Playing against that 1-2 zone, Minnesota went completely passive while Sexton went crazy. He finished with 40 points, 26 of which came after the fight. Sexton scored 19 points in the final 10:41, when the Tide were limited to just three players. Alabama at one point cut Minnesota’s lead to 83-80 and had possession with a chance to tie.

The Gophers would, mercifully, go on to win, 89-84, but I don’t think anyone actually cares about the final score.

“I’ve never ever seen that in my life,” Pitino said. “Never.”

“That was probably one of the most bizarre things I’ve ever been a part of in college basketball,” Minnesota’s Jordan Murphy, who finished with 19 points and 14 boards, said afterwards. “I never had this in AAU. You probably have to take it all the way back to elementary school.”

“We don’t practice much 5-on-3 offense,” Richard Pitino added, and why would he? This is not normal, and the way that Alabama was defending -- essentially daring Minnesota to shoot wide open jump shots -- took away any aggressiveness that the Gophers had. It was as if they expected Alabama to roll over and die when the Tide were simply hoping that Minnesota missed some shots.

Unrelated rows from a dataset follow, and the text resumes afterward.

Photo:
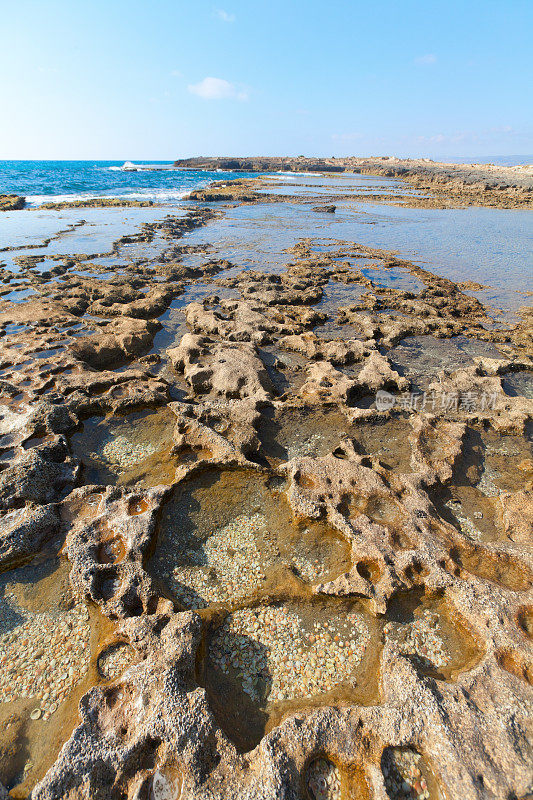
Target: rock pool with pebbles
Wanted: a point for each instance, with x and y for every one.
(44, 656)
(207, 559)
(274, 658)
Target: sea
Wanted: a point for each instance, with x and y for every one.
(45, 181)
(488, 245)
(42, 181)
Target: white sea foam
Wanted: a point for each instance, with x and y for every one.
(155, 195)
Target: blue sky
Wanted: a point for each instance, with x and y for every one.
(132, 79)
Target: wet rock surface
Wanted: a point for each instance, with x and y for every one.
(260, 537)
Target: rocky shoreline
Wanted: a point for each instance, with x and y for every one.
(451, 185)
(298, 548)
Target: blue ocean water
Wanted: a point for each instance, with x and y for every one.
(40, 181)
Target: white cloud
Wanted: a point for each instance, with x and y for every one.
(427, 60)
(346, 137)
(223, 15)
(217, 89)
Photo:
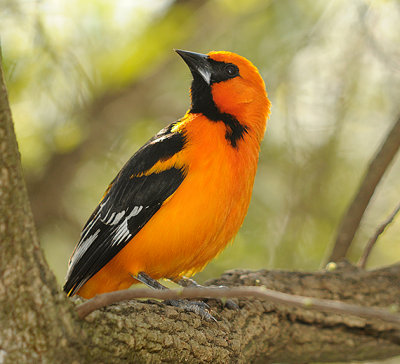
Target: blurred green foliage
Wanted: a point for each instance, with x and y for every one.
(91, 81)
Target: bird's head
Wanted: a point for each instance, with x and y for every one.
(225, 83)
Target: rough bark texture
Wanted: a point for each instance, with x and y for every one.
(150, 332)
(36, 323)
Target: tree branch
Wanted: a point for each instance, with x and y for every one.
(376, 169)
(262, 293)
(261, 331)
(363, 260)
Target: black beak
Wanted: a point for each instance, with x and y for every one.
(198, 64)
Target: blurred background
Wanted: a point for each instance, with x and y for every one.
(91, 80)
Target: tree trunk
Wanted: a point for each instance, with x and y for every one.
(37, 324)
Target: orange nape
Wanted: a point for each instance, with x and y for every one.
(183, 196)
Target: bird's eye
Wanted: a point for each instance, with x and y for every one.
(231, 70)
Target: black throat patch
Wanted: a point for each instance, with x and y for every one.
(202, 102)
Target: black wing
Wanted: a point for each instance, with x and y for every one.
(128, 204)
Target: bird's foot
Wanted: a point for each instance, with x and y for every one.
(191, 283)
(198, 307)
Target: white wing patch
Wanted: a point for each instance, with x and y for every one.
(83, 247)
(122, 231)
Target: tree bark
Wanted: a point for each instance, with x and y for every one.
(151, 332)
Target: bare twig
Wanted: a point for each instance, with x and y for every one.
(316, 304)
(363, 260)
(352, 218)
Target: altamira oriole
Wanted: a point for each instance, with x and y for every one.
(182, 196)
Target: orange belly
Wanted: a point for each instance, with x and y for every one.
(193, 225)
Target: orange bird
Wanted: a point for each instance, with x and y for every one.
(183, 196)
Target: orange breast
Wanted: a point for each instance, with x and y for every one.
(198, 220)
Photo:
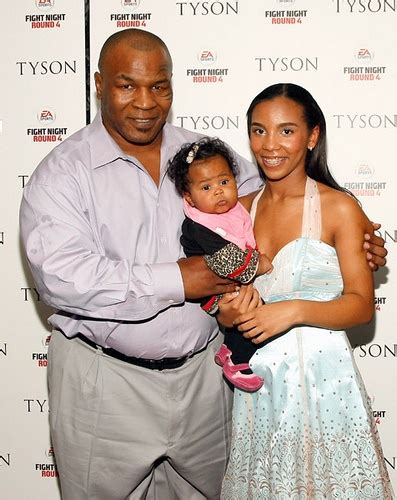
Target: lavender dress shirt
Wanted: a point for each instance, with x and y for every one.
(102, 241)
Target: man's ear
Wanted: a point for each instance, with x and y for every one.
(98, 84)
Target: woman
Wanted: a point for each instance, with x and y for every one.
(308, 432)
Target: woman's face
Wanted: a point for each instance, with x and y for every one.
(280, 138)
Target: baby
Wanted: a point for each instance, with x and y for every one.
(219, 227)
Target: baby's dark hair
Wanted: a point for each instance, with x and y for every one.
(207, 147)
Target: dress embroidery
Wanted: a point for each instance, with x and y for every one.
(308, 433)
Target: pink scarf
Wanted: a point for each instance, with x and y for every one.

“I was easier when it was 5-on-4,” Pitino said. “I did a very bad job the last 13 minutes, and I have no answers on how I could have done a better job there.”

Odds are good he’ll never have to do it again.

In a game that was played in a pro sports town while both the Alabama and Minnesota football teams were getting smacked around by their arch-rivals, the basketball teams playing a meaningless showcase game that became the wildest story in sports.